Ma, forse, per i ferraresi, accanto a tutto questo c'è un ricordo fisso lì a fermare il tempo: Mario Soldati con lo sguardo fiero del falco, con il sigaro mezzo spento tra indice e medio - un vezzo che annerisce le falangi e che, forse, nel profumo questo vecchio bambino si porta ancora dietro - mentre intorno la città gli fa festa vent'anni (o giù di lì) dopo il primo incontro. Tutto nasce nel 1956. Soldati viene catturato dalla televisione: ha visto in America cosa significa e vuole usarla per raccontare.

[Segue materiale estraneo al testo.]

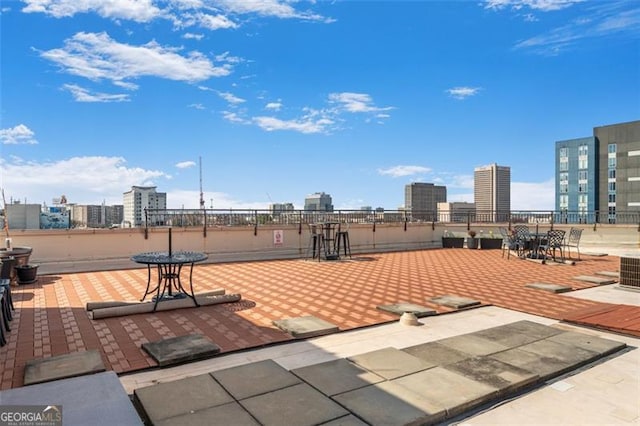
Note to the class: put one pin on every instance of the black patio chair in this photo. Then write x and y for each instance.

L'obiettivo che si propone è quello di provocare per immagini, di creare un specchio reale che sia anche documentario dell'animo di una nazione. Cerca un tema che gli sia vicino e lo trova nel Po, il Grande Padano fresco tra le rocce del Monviso, spanciato verso le nostre valli ferraresi. Soldati viene giù con lui, ripercorre storia, geografia e antropologia. Registra dialetti e sapori. Si diverte e si vede. Indugia sui volti delle giovani contadine in bicicletta, capace come nei suoi scritti di un filo di eros tratteggiato e mai volgare. Raccoglie e immortala. Seleziona, scuote e scappa. Viene giù, fino ad arrivare a Ferrara.
E qui qualcosa succede: qualcosa che non era accaduto altrove. E' vero che era già stato a Comacchio due anni prima con Sofia Loren, per il film La donna del fiume sceneggiato anche da Bassani insieme a Flaiano e Pasolini, ma ora si tratta di raccontare la storia di sempre, con gli attori della vita di tutti i giorni. E le cose cambiano.
Soldati confessa apertamente questo amore a prima vista per Ferrara che, forse, si avvicina solo a quello che prova per la sua Terra, per la sua Tellaro, rifugio sul mare dove vive ormai da tanto tempo. E così si compie quell'operazione che dicevamo all'inizio. Succede che l'amore per la cultura materiale e il gusto personale per lo star bene e il vivere bene, fanno sì che Soldati riesca a narrare non la Ferrara degli Este, del silenzio dannunziano, degli horti conclusi, delle mura sbrecciate e delle case di mattone, ma la Ferrara a tavola, scegliendo come simbolo ed emblema della città estense un insaccato - la salama da sugo - che è anche un po' metafora agrodolce del suo essere.
Così l'Italia di Coppi e Bartali scopre che esiste la salama da sugo, uno strano e curioso alimento che rimane in mente per quella declinazione femminile di un nome e di un prodotto che tutti sanno essere maschio. Soldati conosce Tassi, si raccontano chi sono attraverso i sapori: uno prepara, l'altro gusta ed esalta. Dev'essere stato uno spasso vederli a tavola insieme al ristorante di Bondeno che Soldati ancora ricorda bene.
Siamo tornati ai giorni nostri e in particolare a una data: quella del 17 novembre dell'anno scorso, in cui Mario Soldati ha compiuto novant'anni. Tutti i giornali hanno riportato l'avvenimento, ma il Resto del Carlino di Ferrara ha voluto seguirlo da vicino accompagnando, due giorni dopo la grande festa organizzata dal sindaco di Tellaro con amici e parenti, il segretario generale della Fondazione Cassa di Risparmio di Ferrara, Alfredo Santini, e il presidente della Camera di Commercio, Romano Guzzinati.
I doni di rito hanno fatto breccia nel cuore di Mario Soldati, che ha un'intelligenza ancora rapida: non solo la frutta, ma anche i libri, lo splendido Dosso Dossi e la bella pubblicazione sulla Palazzina di Marfisa d'Este a Ferrara. Soldati ha chiesto di Tassi, ha ricordato persone e occasioni (la cerimonia di consegna del riconoscimento offertogli da Ferrara). E alla fine, Santini gli ha allungato tra le mani una salama. Soldati l'ha accarezzata e annusata. Deve aver riprovato la stessa sensazione tattile, le sue papille devono aver riconosciuto un vecchio mai dimenticato gusto, e lui si è commosso per questa grande attenzione che Ferrara gli ha sempre continuato a riservare negli anni. Gli amori restano amori.